Softmax exercise

(Adapted from Stanford University's CS231n Open Courseware)

Complete and hand in this completed worksheet (including its outputs and any supporting code outside of the worksheet) with your assignment submission. For more details see the HW page on the course website.

This exercise is analogous to the SVM exercise. You will:

implement a fully-vectorized loss function for the Softmax classifier
implement the fully-vectorized expression for its analytic gradient
check your implementation with numerical gradient
use a validation set to tune the learning rate and regularization strength
optimize the loss function with SGD
visualize the final learned weights



In [1]:

    
import random
import numpy as np
from cs231n.data_utils import load_CIFAR10
import matplotlib.pyplot as plt
%matplotlib inline
plt.rcParams['figure.figsize'] = (10.0, 8.0) # set default size of plots
plt.rcParams['image.interpolation'] = 'nearest'
plt.rcParams['image.cmap'] = 'gray'

# for auto-reloading extenrnal modules
# see http://stackoverflow.com/questions/1907993/autoreload-of-modules-in-ipython
%load_ext autoreload
%autoreload 2



In [2]:

    
def get_CIFAR10_data(num_training=49000, num_validation=1000, num_test=1000):
#Increase training if you have memory:
#def get_CIFAR10_data(num_training=49000, num_validation=1000, num_test=1000):
  """
  Load the CIFAR-10 dataset from disk and perform preprocessing to prepare
  it for the linear classifier.
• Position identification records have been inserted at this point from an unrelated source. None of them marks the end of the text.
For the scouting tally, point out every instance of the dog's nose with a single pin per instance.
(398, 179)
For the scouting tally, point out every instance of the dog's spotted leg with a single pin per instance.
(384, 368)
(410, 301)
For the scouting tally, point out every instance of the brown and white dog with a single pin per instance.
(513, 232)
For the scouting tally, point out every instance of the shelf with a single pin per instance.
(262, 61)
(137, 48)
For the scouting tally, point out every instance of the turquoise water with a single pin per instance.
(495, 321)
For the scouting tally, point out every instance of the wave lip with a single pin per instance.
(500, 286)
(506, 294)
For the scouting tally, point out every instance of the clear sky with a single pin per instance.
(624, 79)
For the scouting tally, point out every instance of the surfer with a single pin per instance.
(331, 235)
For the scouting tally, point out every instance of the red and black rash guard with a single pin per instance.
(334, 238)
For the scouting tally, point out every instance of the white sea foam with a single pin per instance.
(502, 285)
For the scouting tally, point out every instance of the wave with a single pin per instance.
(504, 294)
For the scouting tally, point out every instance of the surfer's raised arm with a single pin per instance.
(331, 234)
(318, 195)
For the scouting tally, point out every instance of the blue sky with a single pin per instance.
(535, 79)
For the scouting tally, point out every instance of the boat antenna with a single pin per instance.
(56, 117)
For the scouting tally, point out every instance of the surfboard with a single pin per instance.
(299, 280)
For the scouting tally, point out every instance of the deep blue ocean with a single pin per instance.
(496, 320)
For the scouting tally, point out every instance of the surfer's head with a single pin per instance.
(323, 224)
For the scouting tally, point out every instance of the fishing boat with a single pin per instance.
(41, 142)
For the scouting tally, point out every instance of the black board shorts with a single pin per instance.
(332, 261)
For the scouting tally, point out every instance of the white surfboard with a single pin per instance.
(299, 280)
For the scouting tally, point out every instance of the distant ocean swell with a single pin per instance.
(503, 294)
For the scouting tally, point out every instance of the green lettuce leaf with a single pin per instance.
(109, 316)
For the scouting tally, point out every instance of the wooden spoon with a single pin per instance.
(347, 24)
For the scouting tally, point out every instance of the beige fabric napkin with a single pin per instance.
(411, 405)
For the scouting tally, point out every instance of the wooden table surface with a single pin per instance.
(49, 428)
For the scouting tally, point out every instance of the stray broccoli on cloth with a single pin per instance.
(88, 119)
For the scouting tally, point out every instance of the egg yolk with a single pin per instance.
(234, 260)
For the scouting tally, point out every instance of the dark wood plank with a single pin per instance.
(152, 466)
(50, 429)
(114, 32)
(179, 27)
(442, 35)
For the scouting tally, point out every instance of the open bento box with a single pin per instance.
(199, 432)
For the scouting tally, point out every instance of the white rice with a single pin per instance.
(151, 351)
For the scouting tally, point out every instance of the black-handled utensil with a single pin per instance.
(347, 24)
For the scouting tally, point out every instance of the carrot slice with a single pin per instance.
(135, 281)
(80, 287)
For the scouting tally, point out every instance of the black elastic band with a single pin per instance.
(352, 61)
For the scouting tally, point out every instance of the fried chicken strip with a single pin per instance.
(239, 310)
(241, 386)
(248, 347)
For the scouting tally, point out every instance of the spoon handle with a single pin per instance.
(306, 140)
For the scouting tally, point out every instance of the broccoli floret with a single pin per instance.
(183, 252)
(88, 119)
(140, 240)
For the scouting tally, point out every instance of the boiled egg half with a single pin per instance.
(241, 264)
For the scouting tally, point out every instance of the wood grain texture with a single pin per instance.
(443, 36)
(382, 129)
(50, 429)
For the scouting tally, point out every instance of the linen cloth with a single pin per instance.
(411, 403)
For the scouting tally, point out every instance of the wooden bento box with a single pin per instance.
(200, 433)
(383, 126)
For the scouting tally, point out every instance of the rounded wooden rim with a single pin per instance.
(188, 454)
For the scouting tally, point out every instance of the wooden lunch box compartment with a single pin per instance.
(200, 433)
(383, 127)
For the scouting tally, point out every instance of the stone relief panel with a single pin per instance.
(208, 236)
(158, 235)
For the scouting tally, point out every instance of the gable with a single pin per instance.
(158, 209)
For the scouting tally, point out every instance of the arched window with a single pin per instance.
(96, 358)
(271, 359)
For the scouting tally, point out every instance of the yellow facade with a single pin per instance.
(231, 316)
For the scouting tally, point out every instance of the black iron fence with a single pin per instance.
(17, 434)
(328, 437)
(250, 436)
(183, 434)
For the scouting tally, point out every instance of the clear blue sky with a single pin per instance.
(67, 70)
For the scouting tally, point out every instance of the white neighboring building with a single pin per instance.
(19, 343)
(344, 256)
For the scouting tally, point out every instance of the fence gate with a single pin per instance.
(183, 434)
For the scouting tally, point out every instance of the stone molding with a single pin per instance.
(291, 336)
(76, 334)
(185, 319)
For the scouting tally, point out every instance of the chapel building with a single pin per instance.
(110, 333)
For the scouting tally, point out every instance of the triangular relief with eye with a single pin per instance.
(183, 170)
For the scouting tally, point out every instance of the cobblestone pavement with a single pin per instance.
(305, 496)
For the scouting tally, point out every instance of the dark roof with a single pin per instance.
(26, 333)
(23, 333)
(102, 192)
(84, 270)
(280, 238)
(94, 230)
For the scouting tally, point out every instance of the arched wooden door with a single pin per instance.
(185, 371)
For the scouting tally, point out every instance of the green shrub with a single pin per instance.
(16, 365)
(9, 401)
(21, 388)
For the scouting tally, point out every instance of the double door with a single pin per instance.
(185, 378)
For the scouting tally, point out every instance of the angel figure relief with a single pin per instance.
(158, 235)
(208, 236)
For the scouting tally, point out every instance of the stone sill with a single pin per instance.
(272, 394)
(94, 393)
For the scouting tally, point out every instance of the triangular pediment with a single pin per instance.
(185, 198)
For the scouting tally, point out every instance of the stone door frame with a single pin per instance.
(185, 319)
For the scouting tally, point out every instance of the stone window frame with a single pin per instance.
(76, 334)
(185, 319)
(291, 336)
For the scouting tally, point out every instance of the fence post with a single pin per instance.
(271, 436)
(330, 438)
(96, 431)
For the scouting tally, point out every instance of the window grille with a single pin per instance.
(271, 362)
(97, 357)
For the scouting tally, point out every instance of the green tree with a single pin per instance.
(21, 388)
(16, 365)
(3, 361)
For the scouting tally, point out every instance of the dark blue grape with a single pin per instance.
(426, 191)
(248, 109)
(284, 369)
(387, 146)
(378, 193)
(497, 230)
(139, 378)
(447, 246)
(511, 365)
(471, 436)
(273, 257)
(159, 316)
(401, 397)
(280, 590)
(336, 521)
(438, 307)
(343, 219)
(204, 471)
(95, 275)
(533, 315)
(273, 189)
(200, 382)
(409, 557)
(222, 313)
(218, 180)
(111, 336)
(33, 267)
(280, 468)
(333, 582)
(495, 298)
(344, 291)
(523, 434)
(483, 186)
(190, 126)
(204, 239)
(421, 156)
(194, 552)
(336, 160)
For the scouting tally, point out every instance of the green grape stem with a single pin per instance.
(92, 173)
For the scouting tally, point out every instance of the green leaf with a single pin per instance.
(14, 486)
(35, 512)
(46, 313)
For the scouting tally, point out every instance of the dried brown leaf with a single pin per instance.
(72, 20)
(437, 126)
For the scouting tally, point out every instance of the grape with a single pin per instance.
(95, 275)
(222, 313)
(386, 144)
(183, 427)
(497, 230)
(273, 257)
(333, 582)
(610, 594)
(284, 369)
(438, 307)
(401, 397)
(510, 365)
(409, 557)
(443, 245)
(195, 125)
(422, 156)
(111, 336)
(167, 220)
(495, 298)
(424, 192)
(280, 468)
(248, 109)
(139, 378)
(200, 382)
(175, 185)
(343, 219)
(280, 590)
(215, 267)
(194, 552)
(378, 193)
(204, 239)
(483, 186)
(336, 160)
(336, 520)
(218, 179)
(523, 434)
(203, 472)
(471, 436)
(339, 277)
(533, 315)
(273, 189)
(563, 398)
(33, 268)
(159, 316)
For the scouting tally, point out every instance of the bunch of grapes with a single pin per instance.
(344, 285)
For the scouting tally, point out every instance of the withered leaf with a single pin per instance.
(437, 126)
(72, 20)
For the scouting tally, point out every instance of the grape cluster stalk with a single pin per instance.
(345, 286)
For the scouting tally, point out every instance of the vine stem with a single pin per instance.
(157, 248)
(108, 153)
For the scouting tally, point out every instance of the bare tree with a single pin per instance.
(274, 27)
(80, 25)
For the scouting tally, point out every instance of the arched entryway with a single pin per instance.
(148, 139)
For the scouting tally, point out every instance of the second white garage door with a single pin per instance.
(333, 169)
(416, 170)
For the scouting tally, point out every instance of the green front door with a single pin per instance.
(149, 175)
These are the same steps as we used for the
  SVM, but condensed to a single function.  
  """
  # Load the raw CIFAR-10 data
  cifar10_dir = 'cs231n/datasets/cifar-10-batches-py'
  X_train, y_train, X_test, y_test = load_CIFAR10(cifar10_dir,num_of_batches=6)
# Increase num_of_batches to 6 if you have sufficient memory
  
  # subsample the data
  mask = range(num_training, num_training + num_validation)
  X_val = X_train[mask]
  y_val = y_train[mask]
  mask = range(num_training)
  X_train = X_train[mask]
  y_train = y_train[mask]
  mask = range(num_test)
  X_test = X_test[mask]
  y_test = y_test[mask]
  
  # Preprocessing: reshape the image data into rows
  X_train = np.reshape(X_train, (X_train.shape[0], -1))
  X_val = np.reshape(X_val, (X_val.shape[0], -1))
  X_test = np.reshape(X_test, (X_test.shape[0], -1))
  
  # Normalize the data: subtract the mean image
  mean_image = np.mean(X_train, axis = 0)
  X_train -= mean_image
  X_val -= mean_image
  X_test -= mean_image
  
  # add bias dimension and transform into columns
  X_train = np.hstack([X_train, np.ones((X_train.shape[0], 1))]).T
  X_val = np.hstack([X_val, np.ones((X_val.shape[0], 1))]).T
  X_test = np.hstack([X_test, np.ones((X_test.shape[0], 1))]).T
  
  return X_train, y_train, X_val, y_val, X_test, y_test


# Invoke the above function to get our data.
X_train, y_train, X_val, y_val, X_test, y_test = get_CIFAR10_data()
print 'Train data shape: ', X_train.shape
print 'Train labels shape: ', y_train.shape
print 'Validation data shape: ', X_val.shape
print 'Validation labels shape: ', y_val.shape
print 'Test data shape: ', X_test.shape
print 'Test labels shape: ', y_test.shape









    



Train data shape:  (3073, 49000)
Train labels shape:  (49000,)
Validation data shape:  (3073, 1000)
Validation labels shape:  (1000,)
Test data shape:  (3073, 1000)
Test labels shape:  (1000,)

Softmax Classifier

Your code for this section will all be written inside cs231n/classifiers/softmax.py.



In [3]:

    
# First implement the naive softmax loss function with nested loops.
# Open the file cs231n/classifiers/softmax.py and implement the
# softmax_loss_naive function.

from cs231n.classifiers.softmax import softmax_loss_naive
import time

# Generate a random softmax weight matrix and use it to compute the loss.
W = np.random.randn(10, 3073) * 0.0001
loss, grad = softmax_loss_naive(W, X_train, y_train, 0.0)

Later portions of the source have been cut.